Which is the greatest of the commandments?
Many of us raised in the Catholic tradition can answer this: “to love our neighbor as ourselves.” Even if we are not familiar with this week’s Gospel from Mark (Mark 12:28-34), then at least we know that the Golden Rule, as it is called, is at the heart of Jesus’ teaching. We may be so familiar with this idea of loving the neighbor that it loses its radical edge. This week’s gospel is worth a fresh look, if for no other reason than to reinvigorate our desire to live the love commanded by Jesus.
The gospel reading opens with a teacher of the law asking Jesus a trick question: “Which is the greatest of the commandments?” This teacher of the law would have been an adherent of Judaism and someone who knew well the 613 commandments that make up the Law of Moses as set out in the Hebrew Scriptures. In fact, his job likely would have been to help everyday people figure out how to remain faithful to the Mosaic law, no small task when there were so many laws to follow. But to these teachers of the law, all of the commandments were important, as it was in living out these commandments that a person showed their love for God and their Jewish identity. This is what makes it a trick question.
While we know what Jesus says second, we often forget the first answer Jesus gives: “Hear O Israel! The Lord your God is Lord alone. Therefore, love the Lord your God with all your heart, with all your soul, with all your mind, and with all your strength.” Here Jesus quotes Deuteronomy 6:4-5, a prayer that would have been familiar to all of his Jewish audience. These verses are known as the Shema, and observant Jews were required to pray the Shema upon waking and before sleeping at night.
This week try praying the Shema when you wake up and before you go to bed. Does beginning and ending your day by reminding yourself to love God with everything you have make a difference in how you understand yourself and how you act in the world?
Why is it important that this is how Jesus starts his answer? First, it demonstrates how steeped Jesus was in his Jewish heritage and serves as a good reminder to Christians that Christianity arises out of Judaism and shares with Judaism this basic commandment to love God above all else. If nothing else, this should help us condemn anti-Semitism, that is, prejudice against Jews, as antithetical to Christianity.

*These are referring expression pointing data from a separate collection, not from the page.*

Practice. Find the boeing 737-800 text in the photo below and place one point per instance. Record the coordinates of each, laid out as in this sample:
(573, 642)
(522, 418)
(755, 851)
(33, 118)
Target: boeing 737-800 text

Second, knowing that this command–to love God alone with all that we are and all that we have–comes before the Golden Rule helps us see the Golden Rule in a new light. The command to love our neighbor as ourselves is not a duty, something we have to do because Jesus told us to do it. Rather, our love of neighbor flows out of our love of God and the experience of God’s love for us in return. Think of the image of an overflowing cup. Filled up as we are with God’s love, this love runs over because God’s love is so abundant. Loving is not a duty but rather something we want to do, even can’t help but do, because we want to pass on God’s love to others.
Further, the commandment to love God and to love neighbor become connected here, so that it is by loving our neighbor that we demonstrate our love for God. We do not show the integrity of our faith by following 613 laws, but rather by living out the love that God has for us in relation to all the people in the world. And because love of God and love of neighbor are linked, we can be confident that God passes near us when we reach out to others in love and when they reach out to us in return.
When have you felt the love of God in the love of the people in your life?
What can you do this week to demonstrate your love for God by loving a neighbor in need?